Was it that simple? I wasn’t surprised to find him in Venice after seeing the female naturi in the Great Hall. Hell, I was sure there were several other naturi wandering around the city or even swimming in the Lagoon. But he didn’t honestly seem to be there for me, since his best weapon was the element of surprise.
Letting my knees fall so I was kneeling in the grass, I quickly glanced over my shoulder in the direction Rowe was facing. By my best guess, he was looking out toward San Clemente and the Great Hall.
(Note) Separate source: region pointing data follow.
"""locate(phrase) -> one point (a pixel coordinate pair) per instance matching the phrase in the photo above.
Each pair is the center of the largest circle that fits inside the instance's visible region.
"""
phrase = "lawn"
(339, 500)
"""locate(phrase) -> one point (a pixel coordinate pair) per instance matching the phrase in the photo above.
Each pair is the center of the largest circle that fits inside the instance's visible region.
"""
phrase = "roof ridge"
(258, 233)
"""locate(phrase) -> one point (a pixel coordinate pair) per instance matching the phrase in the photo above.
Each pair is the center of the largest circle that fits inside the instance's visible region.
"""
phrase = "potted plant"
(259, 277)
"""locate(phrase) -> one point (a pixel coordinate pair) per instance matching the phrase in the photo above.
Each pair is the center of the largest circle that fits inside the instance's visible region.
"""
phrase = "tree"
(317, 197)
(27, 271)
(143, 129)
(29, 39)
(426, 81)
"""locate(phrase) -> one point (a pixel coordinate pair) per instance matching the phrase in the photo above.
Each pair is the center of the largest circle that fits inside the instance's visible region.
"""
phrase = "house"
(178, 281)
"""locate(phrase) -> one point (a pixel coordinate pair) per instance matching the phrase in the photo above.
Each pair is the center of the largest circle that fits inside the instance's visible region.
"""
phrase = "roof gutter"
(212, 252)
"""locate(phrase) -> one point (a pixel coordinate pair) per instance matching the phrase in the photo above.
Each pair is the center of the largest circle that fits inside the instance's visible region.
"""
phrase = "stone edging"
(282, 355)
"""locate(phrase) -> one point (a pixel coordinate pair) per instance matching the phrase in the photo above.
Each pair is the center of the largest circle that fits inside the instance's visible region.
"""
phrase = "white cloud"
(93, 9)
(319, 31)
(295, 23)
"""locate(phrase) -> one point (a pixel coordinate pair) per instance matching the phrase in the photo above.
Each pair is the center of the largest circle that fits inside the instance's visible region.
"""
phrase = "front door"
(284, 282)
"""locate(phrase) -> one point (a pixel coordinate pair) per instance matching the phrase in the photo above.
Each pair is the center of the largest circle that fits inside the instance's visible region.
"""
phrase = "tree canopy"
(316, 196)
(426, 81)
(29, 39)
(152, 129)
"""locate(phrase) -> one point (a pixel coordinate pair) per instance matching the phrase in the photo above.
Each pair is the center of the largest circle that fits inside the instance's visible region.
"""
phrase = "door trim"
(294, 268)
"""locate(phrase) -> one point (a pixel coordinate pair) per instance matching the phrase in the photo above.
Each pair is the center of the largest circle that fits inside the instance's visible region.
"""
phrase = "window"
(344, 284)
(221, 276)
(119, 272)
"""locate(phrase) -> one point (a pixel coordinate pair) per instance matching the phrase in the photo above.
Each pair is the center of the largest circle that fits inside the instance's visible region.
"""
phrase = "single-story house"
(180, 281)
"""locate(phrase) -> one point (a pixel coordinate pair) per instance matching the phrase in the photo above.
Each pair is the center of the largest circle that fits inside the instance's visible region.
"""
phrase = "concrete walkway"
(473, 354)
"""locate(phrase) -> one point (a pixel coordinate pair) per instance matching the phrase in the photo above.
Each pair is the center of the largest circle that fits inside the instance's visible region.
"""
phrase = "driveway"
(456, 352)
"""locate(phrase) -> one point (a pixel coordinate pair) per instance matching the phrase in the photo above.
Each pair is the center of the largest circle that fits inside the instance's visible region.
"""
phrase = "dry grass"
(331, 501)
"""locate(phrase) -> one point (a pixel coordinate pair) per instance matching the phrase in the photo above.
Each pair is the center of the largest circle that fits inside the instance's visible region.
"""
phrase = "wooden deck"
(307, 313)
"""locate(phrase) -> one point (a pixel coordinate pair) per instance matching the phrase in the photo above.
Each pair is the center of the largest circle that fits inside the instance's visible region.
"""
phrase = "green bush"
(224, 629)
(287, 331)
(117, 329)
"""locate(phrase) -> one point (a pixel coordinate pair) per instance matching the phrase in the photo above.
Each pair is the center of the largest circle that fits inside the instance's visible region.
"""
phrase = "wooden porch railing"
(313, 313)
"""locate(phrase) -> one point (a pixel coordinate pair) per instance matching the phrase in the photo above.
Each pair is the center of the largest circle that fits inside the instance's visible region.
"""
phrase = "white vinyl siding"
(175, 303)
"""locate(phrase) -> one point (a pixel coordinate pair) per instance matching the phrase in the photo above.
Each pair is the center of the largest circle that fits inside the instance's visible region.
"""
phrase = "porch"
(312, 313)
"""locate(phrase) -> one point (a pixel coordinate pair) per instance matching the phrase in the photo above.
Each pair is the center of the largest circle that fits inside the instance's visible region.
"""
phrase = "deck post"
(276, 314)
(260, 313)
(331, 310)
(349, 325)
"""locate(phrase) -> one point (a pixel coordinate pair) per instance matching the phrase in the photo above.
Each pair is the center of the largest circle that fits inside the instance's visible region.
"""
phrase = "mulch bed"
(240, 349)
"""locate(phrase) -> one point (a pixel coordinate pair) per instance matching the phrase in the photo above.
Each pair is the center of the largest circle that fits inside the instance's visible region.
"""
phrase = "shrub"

I had to get off the island and find some way to alert Jabari or Macaire. Stopping the naturi meant stopping Rowe, but I couldn’t accomplish that alone. I had no idea what the wind clan was capable of, but I was willing to bet there was more to it than just a nice pair of wings. Unfortunately, I had succeeded in pissing off everyone in the Coven, as well as angering and/or scaring the shit out of all the flunkies. I couldn’t reach Jabari, Elizabeth would rather see me dead at the hands of Rowe after what I did to Gwen, and Macaire…well, the only way I could reach Macaire was through the flunkies, and that wasn’t going to happen. My only potential contact inside the Great Hall was Sadira. I could have screamed. No matter what I did, I kept wading deeper and deeper into the mire until there was simply no escape.